I agree with steve83 pull the codes! Also check the base timing I experienced the same issue and swapped like parts. Foud out the base timing was not 10BTC it was more like 5BTC. Do not forget the SPOUT connector when you check the timing
Thanks Steve,
I have seen your great info on other posts, I guess I just need to buckle down and do some real work...I cant really afford a code reader right now, but you have pointed me in the right direction. I can at least check the timing (I hope the light I have still works). The check engine light comes on and off intermittantly, and performance does improve after it warms up.
You don't need a code reader. All you need is a paperclip or a short piece of wire to short a couple pins in the test connector together. Then just watch the check engine light.
rcrsteve1
Click on that link in my previous post, and you can read how to pull the codes with only a paperclip (jumper wire). There's also a link in that thread to the full code list.
OK it looks like this >(No special equipment hookup is required. STI is jumpered to SIG RTN at Self-Test Input (STI) connector and the Data Link Connector (DLC).

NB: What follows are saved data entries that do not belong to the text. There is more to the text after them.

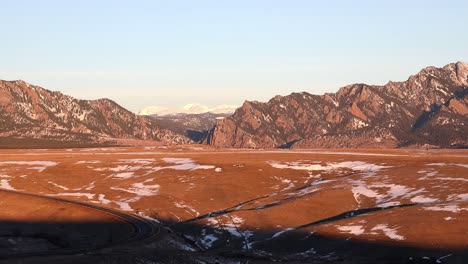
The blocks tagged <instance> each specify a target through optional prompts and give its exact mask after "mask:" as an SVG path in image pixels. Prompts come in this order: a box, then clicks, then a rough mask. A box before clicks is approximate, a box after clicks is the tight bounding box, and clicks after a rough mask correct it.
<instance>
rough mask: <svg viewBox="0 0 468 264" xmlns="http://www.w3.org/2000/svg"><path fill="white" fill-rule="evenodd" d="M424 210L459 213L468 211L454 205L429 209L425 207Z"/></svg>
mask: <svg viewBox="0 0 468 264" xmlns="http://www.w3.org/2000/svg"><path fill="white" fill-rule="evenodd" d="M424 210H429V211H442V212H452V213H459V212H461V211H468V208H461V207H460V206H459V205H458V204H456V203H454V204H445V205H436V206H427V207H424Z"/></svg>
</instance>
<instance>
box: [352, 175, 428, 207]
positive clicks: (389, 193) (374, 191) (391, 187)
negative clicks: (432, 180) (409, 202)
mask: <svg viewBox="0 0 468 264" xmlns="http://www.w3.org/2000/svg"><path fill="white" fill-rule="evenodd" d="M351 191H352V192H353V195H354V199H356V201H357V202H358V203H360V197H361V196H366V197H369V198H374V199H375V200H376V205H377V206H378V207H387V206H395V205H399V204H400V202H399V201H394V200H398V199H408V198H412V197H414V196H415V195H418V194H421V193H423V192H425V190H424V189H418V190H415V189H414V188H409V187H407V186H404V185H398V184H366V183H365V182H363V181H355V182H354V186H353V188H352V189H351Z"/></svg>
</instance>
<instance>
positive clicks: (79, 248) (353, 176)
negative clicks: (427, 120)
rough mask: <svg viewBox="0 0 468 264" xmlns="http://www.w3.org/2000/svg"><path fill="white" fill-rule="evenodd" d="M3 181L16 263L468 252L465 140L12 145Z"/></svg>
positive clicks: (465, 255) (319, 258)
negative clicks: (68, 146)
mask: <svg viewBox="0 0 468 264" xmlns="http://www.w3.org/2000/svg"><path fill="white" fill-rule="evenodd" d="M0 187H1V188H2V191H0V197H1V201H0V204H1V209H2V210H1V212H0V223H1V224H0V236H1V237H0V260H2V261H4V262H5V263H9V262H16V261H18V263H40V262H43V263H54V261H55V262H57V263H58V262H63V261H64V259H69V260H72V261H73V263H80V262H83V263H85V262H90V261H93V262H96V263H184V262H185V263H193V262H198V263H216V262H218V263H228V262H232V263H257V262H258V263H269V262H272V261H281V262H291V263H302V262H308V263H335V262H340V263H466V262H467V261H468V254H467V252H468V225H467V222H468V151H466V150H408V149H400V150H345V151H344V150H298V151H291V150H271V151H270V150H226V149H223V150H219V149H212V148H208V147H204V146H179V147H169V148H168V147H157V146H156V147H131V148H124V147H122V148H88V149H86V148H83V149H57V150H46V149H41V150H2V151H1V153H0ZM31 194H32V195H31ZM12 253H13V254H12ZM174 253H177V254H174ZM12 255H14V256H12ZM0 262H1V261H0Z"/></svg>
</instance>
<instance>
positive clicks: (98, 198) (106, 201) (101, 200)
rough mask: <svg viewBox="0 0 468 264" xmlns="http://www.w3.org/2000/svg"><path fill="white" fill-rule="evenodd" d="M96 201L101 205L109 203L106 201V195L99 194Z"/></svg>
mask: <svg viewBox="0 0 468 264" xmlns="http://www.w3.org/2000/svg"><path fill="white" fill-rule="evenodd" d="M98 200H99V202H100V203H101V204H105V205H107V204H110V203H111V201H110V200H108V199H106V195H104V194H99V195H98Z"/></svg>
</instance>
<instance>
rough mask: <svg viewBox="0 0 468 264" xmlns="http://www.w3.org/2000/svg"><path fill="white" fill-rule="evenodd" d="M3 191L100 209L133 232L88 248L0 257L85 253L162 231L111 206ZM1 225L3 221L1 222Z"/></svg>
mask: <svg viewBox="0 0 468 264" xmlns="http://www.w3.org/2000/svg"><path fill="white" fill-rule="evenodd" d="M0 192H1V193H7V194H15V195H23V196H27V197H34V198H39V199H45V200H49V201H55V202H59V203H62V204H71V205H74V206H79V207H84V208H86V209H88V210H93V211H98V212H100V213H104V214H107V215H109V216H112V217H114V218H118V219H120V220H122V222H124V223H126V224H128V225H130V226H131V227H132V230H133V232H132V234H131V235H130V236H129V237H128V238H126V239H123V240H119V241H113V242H110V243H107V244H105V245H101V246H93V247H91V246H90V247H86V248H66V249H55V250H48V251H44V252H24V253H19V254H18V253H14V254H7V255H1V254H0V259H9V258H22V257H33V256H54V255H73V254H83V253H90V252H93V251H98V250H102V249H104V248H112V247H115V246H120V245H130V244H133V243H141V242H145V241H149V240H151V239H154V238H155V237H157V236H158V234H159V233H160V230H161V229H160V226H158V225H157V224H156V223H154V222H152V221H149V220H147V219H145V218H143V217H140V216H138V215H134V214H129V213H124V212H121V211H117V210H113V209H110V208H104V207H100V206H96V205H92V204H87V203H82V202H77V201H70V200H67V199H62V198H57V197H50V196H43V195H38V194H31V193H24V192H20V191H11V190H4V189H0ZM0 225H1V222H0Z"/></svg>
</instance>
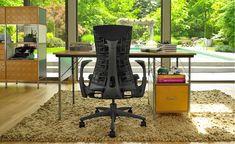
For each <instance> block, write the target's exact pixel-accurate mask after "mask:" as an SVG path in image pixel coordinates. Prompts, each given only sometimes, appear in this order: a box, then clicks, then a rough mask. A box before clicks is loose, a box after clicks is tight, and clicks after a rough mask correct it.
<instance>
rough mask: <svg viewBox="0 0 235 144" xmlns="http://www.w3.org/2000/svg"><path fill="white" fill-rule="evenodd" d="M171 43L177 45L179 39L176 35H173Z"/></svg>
mask: <svg viewBox="0 0 235 144" xmlns="http://www.w3.org/2000/svg"><path fill="white" fill-rule="evenodd" d="M171 43H172V44H175V45H177V44H178V43H179V40H177V39H176V38H175V37H171Z"/></svg>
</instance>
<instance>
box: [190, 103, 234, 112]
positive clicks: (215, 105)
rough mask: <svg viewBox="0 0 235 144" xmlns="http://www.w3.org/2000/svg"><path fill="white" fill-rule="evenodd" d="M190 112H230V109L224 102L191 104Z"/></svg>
mask: <svg viewBox="0 0 235 144" xmlns="http://www.w3.org/2000/svg"><path fill="white" fill-rule="evenodd" d="M190 112H216V113H225V112H227V113H231V112H232V110H231V109H230V108H228V107H227V106H226V105H224V104H219V103H218V104H191V105H190Z"/></svg>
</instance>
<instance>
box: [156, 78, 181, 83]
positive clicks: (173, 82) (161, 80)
mask: <svg viewBox="0 0 235 144" xmlns="http://www.w3.org/2000/svg"><path fill="white" fill-rule="evenodd" d="M157 83H185V79H184V78H158V79H157Z"/></svg>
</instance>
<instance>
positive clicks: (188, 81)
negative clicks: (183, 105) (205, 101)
mask: <svg viewBox="0 0 235 144" xmlns="http://www.w3.org/2000/svg"><path fill="white" fill-rule="evenodd" d="M188 87H189V88H188V90H189V98H188V100H189V101H188V111H189V110H190V93H191V58H189V59H188Z"/></svg>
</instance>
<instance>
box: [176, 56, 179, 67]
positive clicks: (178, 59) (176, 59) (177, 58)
mask: <svg viewBox="0 0 235 144" xmlns="http://www.w3.org/2000/svg"><path fill="white" fill-rule="evenodd" d="M176 67H177V68H178V67H179V58H178V57H177V58H176Z"/></svg>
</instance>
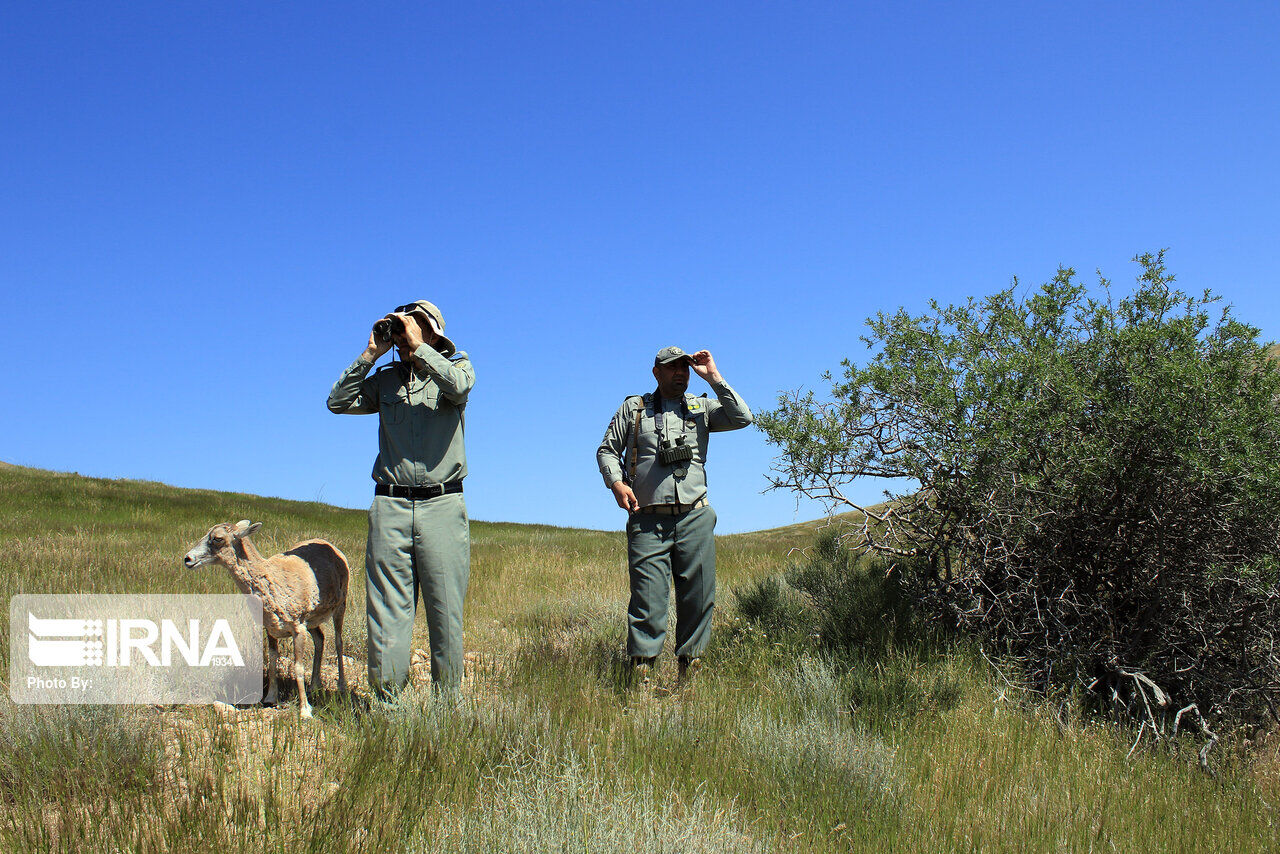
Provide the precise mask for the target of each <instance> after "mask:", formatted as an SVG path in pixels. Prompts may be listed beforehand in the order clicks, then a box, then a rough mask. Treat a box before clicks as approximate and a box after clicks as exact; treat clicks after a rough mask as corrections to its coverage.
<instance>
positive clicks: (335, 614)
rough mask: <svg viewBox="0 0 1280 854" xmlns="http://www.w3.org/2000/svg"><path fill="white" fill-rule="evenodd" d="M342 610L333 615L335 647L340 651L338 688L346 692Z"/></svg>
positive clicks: (339, 656)
mask: <svg viewBox="0 0 1280 854" xmlns="http://www.w3.org/2000/svg"><path fill="white" fill-rule="evenodd" d="M342 617H343V612H342V611H338V612H335V613H334V615H333V648H334V652H337V653H338V690H339V691H342V693H346V691H347V673H346V672H343V670H342Z"/></svg>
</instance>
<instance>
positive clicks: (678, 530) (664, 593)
mask: <svg viewBox="0 0 1280 854" xmlns="http://www.w3.org/2000/svg"><path fill="white" fill-rule="evenodd" d="M627 563H628V566H630V572H631V602H630V604H628V606H627V654H628V656H634V657H641V658H653V657H655V656H657V654H658V653H659V652H662V643H663V640H664V639H666V636H667V602H668V599H669V597H671V579H672V577H675V580H676V654H677V656H682V657H684V656H687V657H695V656H700V654H701V653H703V650H704V649H705V648H707V643H708V641H709V640H710V636H712V612H713V611H714V608H716V511H714V510H712V507H710V506H709V504H708V506H707V507H699V508H698V510H691V511H689V512H687V513H681V515H680V516H660V515H657V513H632V515H631V516H630V517H628V519H627Z"/></svg>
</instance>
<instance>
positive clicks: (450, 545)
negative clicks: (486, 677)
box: [365, 493, 471, 698]
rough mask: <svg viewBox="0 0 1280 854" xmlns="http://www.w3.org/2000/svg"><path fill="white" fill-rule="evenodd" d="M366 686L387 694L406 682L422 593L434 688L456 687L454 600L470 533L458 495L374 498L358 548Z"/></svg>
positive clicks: (458, 655) (465, 580) (457, 640)
mask: <svg viewBox="0 0 1280 854" xmlns="http://www.w3.org/2000/svg"><path fill="white" fill-rule="evenodd" d="M365 575H366V588H365V590H366V594H367V600H366V612H367V615H369V685H370V688H371V689H372V690H374V691H375V693H376V694H378V695H379V697H381V698H387V697H389V695H390V694H393V693H394V691H396V690H397V689H399V688H403V686H404V684H406V682H407V681H408V665H410V656H411V654H412V648H411V644H412V635H413V616H415V611H416V608H417V595H419V593H421V594H422V606H424V608H425V609H426V626H428V631H429V635H430V645H431V681H433V682H434V684H435V686H436V688H453V689H456V688H458V686H461V684H462V603H463V600H465V599H466V595H467V581H468V580H470V575H471V530H470V528H468V524H467V506H466V502H465V501H463V499H462V494H461V493H453V494H447V495H439V497H436V498H430V499H426V501H410V499H408V498H390V497H387V495H378V497H375V498H374V504H372V507H370V508H369V542H367V547H366V549H365Z"/></svg>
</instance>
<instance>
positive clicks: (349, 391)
mask: <svg viewBox="0 0 1280 854" xmlns="http://www.w3.org/2000/svg"><path fill="white" fill-rule="evenodd" d="M412 366H413V371H412V375H410V371H408V369H407V366H406V364H404V362H399V364H398V365H385V366H384V367H381V369H379V370H378V371H375V373H374V374H372V375H369V369H370V367H372V364H371V362H366V361H365V360H362V359H357V360H356V361H355V362H352V364H351V366H349V367H348V369H347V370H344V371H343V373H342V376H339V378H338V382H337V383H334V384H333V391H330V392H329V411H330V412H338V414H339V415H342V414H347V415H372V414H374V412H376V414H378V416H379V417H378V458H376V460H375V461H374V480H376V481H378V483H383V484H398V485H402V487H434V485H438V484H445V483H449V481H451V480H461V479H462V478H466V475H467V456H466V449H465V448H463V444H462V433H463V429H462V428H463V408H465V407H466V402H467V394H468V393H470V392H471V387H472V385H475V382H476V375H475V370H472V367H471V360H470V359H467V355H466V353H463V352H458V353H456V355H454V356H453V357H452V359H447V357H444V356H442V355H440V353H439V352H436V350H435V348H434V347H431V346H430V344H425V343H424V344H421V346H420V347H419V348H417V350H416V351H415V352H413V357H412Z"/></svg>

is what I need to do. however, I have no clue as to where these pins are located, I am confident I can do this but are there any pictures out there showing the location? I dont mean to sound so dense, just have not had much experience with computer controlled engines. (funny thing is I am a certified pc tech)
It's also shown in the link to my full code list, which you'll find at the top & bottom of the thread with the instructions. The connectors are near the L hood hinge.
Sorry I missed your link, but I'm glad to have your help. After I replaced the fuel filter, (the plastic tool barely got the job done, but for 4 bucks I cant complain I went out for a test drive and noticed a bit more performance. When I got home I ran the codes using a piece of 12guage solid copper that I flattened the ends on so they would slide into the connectors. I got the following codes in this order...
121-Closed throttle voltage high or low
124-Throttle position sensor higher than expected
125-Throttle position sensor lower than expected
332-Insufficient EGR flow detected
I will research what I need to do to correct these codes. Any tips will be greatly appreciated, I really am thankful for your help, if you ever have any trouble with your pc check out the www.techtv.com message boards, I'm there a lot and you can get some great help from us over there for your pc issues.
The Haynes manual tells how to test the TPS (3 codes about it say it's probably bad), and the EGR code actually refers to the EVR solenoid valve or EVP sensor since those are the only things the computer is connected to. See if you have a vacuum leak in the reservoir on the R wheelwell or in the lines from it to the intake or EVR.